In jedem Smartphone-Nutzer steckt ein Universalgelehrter, er trägt ja einen allwissenden Assistenten mit sich herum. Gleichzeitig mutiert er zum Kleinkind, das vierte Paradox. Die schöne Geschichte, dass die Entwickler des Touchscreens sich die Technik vom Säugling abgeschaut haben, der den Finger in den Brei stupst, darin herumrührt, um sich das leckere Essen anschließend per Pinzettengriff zuzuführen, gehört zwar ins Reich der Legenden. Aber wie alle Legenden enthält sie einen wahren Kern. Tasten, Tappen, Wischen, Scrollen, Schieben, es entspricht tatsächlich den Gesten eines mit Brei oder Farbe herumschmierenden Babys, wie der Kunstpädagoge Georg Peez feststellt. Schon gibt es Bachelorarbeiten über das Smartphone als „Vermögen unseres Leibes“, als Leib-Extension, vergleichbar dem Blindenstock.
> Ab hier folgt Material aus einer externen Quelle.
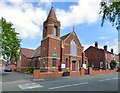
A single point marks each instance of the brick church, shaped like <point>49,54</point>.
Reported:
<point>55,53</point>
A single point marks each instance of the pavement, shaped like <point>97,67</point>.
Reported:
<point>21,82</point>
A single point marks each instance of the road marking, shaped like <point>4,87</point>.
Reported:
<point>107,79</point>
<point>66,77</point>
<point>69,85</point>
<point>29,86</point>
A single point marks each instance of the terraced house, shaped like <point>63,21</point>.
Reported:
<point>55,53</point>
<point>100,58</point>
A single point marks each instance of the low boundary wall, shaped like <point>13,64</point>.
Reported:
<point>93,72</point>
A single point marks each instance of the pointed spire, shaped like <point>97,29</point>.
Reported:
<point>52,14</point>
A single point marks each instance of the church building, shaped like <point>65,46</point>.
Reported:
<point>55,53</point>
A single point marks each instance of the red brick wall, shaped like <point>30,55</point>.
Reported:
<point>66,50</point>
<point>25,63</point>
<point>95,56</point>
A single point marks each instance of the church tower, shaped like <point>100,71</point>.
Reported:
<point>50,44</point>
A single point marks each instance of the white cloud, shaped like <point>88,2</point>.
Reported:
<point>103,37</point>
<point>26,18</point>
<point>110,45</point>
<point>86,11</point>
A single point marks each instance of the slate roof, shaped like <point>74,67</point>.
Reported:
<point>27,52</point>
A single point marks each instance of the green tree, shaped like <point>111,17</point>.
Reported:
<point>110,10</point>
<point>10,43</point>
<point>113,64</point>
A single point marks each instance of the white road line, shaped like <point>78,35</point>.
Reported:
<point>29,86</point>
<point>68,85</point>
<point>107,79</point>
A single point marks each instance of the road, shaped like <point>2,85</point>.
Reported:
<point>108,82</point>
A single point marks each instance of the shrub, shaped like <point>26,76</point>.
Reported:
<point>29,70</point>
<point>113,64</point>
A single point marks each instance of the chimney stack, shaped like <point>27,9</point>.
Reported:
<point>111,50</point>
<point>96,44</point>
<point>105,47</point>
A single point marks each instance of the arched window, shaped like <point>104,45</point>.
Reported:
<point>73,48</point>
Die nächste Stufe ist längst in Arbeit

Generation Wisch, Klick und weg: Die Teenie-Profis tippen mit dem Daumen, schneller als man gucken kann. Wir älteren Laien tun es in Zeitlupe, mit anderen Fingern. Und Kleinkinder, denen die Eltern zu früh Tablets oder Smartphones in die Hand drücken, versuchen auch mal, den Blick aus dem Autofenster zu vergrößern, indem sie ihn mit den Fingern aufziehen. Die Handhabung des über elektrische Spannung funktionierenden Sensorbildschirms folgt einer denkbar natürlichen Logik, ist dermaßen elegant und taktil, dass sie förmlich erfunden werden musste. Der User bewegt sich im Cyberspace, benötigt aber Fingerspitzengefühl dafür. So kommt die Körperlichkeit doch wieder ins Spiel, ja sogar Zärtlichkeit.

Manchmal erschrickt man über das Tempo. Mein dreijähriger Enkel konnte es nicht fassen, dass Ferkel in der „Pu der Bär“-Geschichte vom Hochwasser nicht einfach zum Handy greift, um Hilfe zu holen. Auf die Erklärung, dass es Telefone früher nur in Räumen gab, wollte er wissen, ob die Schnur denn auch lang genug war, um das Haus damit verlassen zu können. Eine Welt ohne Mobilfunk ist unvorstellbar geworden.

Die nächste Stufe, der Omnitouch, ist längst in Arbeit. Ein Gerät samt Miniprojektor in Zigarettenschachtelgröße soll es möglich machen, jede beliebige Oberfläche in einen Sensorbildschirm zu verwandeln, die Tischplatte, die Wand, den eigenen Arm. Sind wir schon Cyborgs und kommen nicht nach?